# Mozilla Thunderbird



## liquidbeats (22. November 2004)

*Mozilla Thunderbird*
Morgen, ich Hab da mal eine Frage zum Thunderbird und dessen Konfiguration.
Es geht darum das ich da keine Einstellungsmöglichkeit zwecks Proxy finde, und der Thunderbird nicht die MSIE Einstellung übernimmt, und Folglich keine verbindung zum WWW Herstellen kann da der Rechner über ein Proxy Online geht.

Jemand einen Lösungsweg für mich um diese Programm erfolgreich zum laufen zubekommen trotz Proxy?


Gruß


----------



## tefnut (22. November 2004)

liquidbeats hat gesagt.:
			
		

> *Mozilla Thunderbird*
> Thunderbird und dessen Konfiguration.
> Es geht darum das ich da keine Einstellungsmöglichkeit zwecks Proxy finde,



geht das nicht so:
 Menü "Tools | Account Settings"
 "Server Settings".

Gruß
Karin


----------



## fhr (22. November 2004)

http://www.thunderbird-mail.de/thunderbird/hinweis-0.8.php 

Schau mal weiter unten bei Bekannte Probleme.

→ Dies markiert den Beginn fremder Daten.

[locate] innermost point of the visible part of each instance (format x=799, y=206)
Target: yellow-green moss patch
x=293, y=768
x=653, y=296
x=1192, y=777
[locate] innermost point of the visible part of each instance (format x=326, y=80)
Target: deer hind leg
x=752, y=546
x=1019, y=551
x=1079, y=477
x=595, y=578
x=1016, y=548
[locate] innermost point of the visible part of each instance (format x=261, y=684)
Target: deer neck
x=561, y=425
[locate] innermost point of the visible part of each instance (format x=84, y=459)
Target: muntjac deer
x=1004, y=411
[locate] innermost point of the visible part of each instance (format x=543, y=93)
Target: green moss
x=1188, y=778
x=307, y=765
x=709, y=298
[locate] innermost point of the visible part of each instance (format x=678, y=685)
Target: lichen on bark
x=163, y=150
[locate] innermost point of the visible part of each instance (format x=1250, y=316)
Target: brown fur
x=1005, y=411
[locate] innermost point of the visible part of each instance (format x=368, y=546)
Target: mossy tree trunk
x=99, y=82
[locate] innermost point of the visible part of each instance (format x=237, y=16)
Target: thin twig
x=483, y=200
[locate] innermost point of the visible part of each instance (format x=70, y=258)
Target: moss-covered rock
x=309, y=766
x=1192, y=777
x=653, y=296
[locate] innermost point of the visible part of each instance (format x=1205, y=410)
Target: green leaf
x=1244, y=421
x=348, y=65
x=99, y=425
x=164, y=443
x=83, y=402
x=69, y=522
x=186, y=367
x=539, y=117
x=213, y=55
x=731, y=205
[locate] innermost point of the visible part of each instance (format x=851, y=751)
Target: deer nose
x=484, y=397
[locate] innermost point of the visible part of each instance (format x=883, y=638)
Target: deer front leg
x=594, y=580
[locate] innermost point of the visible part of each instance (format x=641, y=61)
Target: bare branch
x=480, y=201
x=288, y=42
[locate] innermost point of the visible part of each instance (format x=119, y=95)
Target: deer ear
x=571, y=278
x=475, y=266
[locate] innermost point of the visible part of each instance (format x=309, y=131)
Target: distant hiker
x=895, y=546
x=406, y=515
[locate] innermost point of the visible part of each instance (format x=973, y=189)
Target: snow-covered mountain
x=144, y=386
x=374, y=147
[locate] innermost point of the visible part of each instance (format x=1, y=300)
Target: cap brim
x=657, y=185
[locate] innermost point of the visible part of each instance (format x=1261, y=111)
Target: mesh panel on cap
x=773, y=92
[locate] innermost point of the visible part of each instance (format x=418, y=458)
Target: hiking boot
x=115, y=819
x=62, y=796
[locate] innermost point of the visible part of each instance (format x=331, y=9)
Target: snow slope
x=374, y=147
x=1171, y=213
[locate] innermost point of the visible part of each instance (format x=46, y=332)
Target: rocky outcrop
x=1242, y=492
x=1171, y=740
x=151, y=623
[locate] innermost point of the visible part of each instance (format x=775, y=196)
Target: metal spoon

Sieht nicht gut aus... hab auch noch die 0.8 drauf -> vielleicht hat sich in der 0.9 ja was getan!?


----------



## liquidbeats (22. November 2004)

Ok Danke dann hat sich das Thema somit erledigt.
Also keine Sonderlich gute Alternative zu outlook in einem Netzwerk.


Gruß Andy


----------



## fhr (22. November 2004)

Welche version haste denn drauf?
haste die 0.9er ausprobiert?


----------



## liquidbeats (22. November 2004)

Version 0.9 also die Aktuellste zum jetztigem Zeitpunkt.
auf meinem Server ist die ebenfals die 0.9 Installiert und durch den Direkten zugang zum Internet Funktioniert es dort auch wunderbar.

Nur sollt es jetzt auf dem Rechner meiner Freundin Installiert werden da der Server für andere Sachen Freigehalten werden muss.

Nichtmal OutFukk Funktioniert mit Proxy was mich schon verwundert hat.


----------



## fhr (22. November 2004)

MMHH!

Also Outlook müsste  !

Schade... hoffen auf die 1.0er


----------



## liquidbeats (23. November 2004)

Eigentlich müsste outlook dies machen, ist aber dennoch nicht in der lage über Proxy ins netz zu gehen.

Muss ich mal schauen was es sonst noch so gibt.


Danke


gruß Andy


----------



## MCIglo (23. November 2004)

The Bat! 3.0
 meine Empfehlung


----------



## liquidbeats (23. November 2004)

Danke dir werde ich mal Ausprobieren gehen.

gruß Andy


----------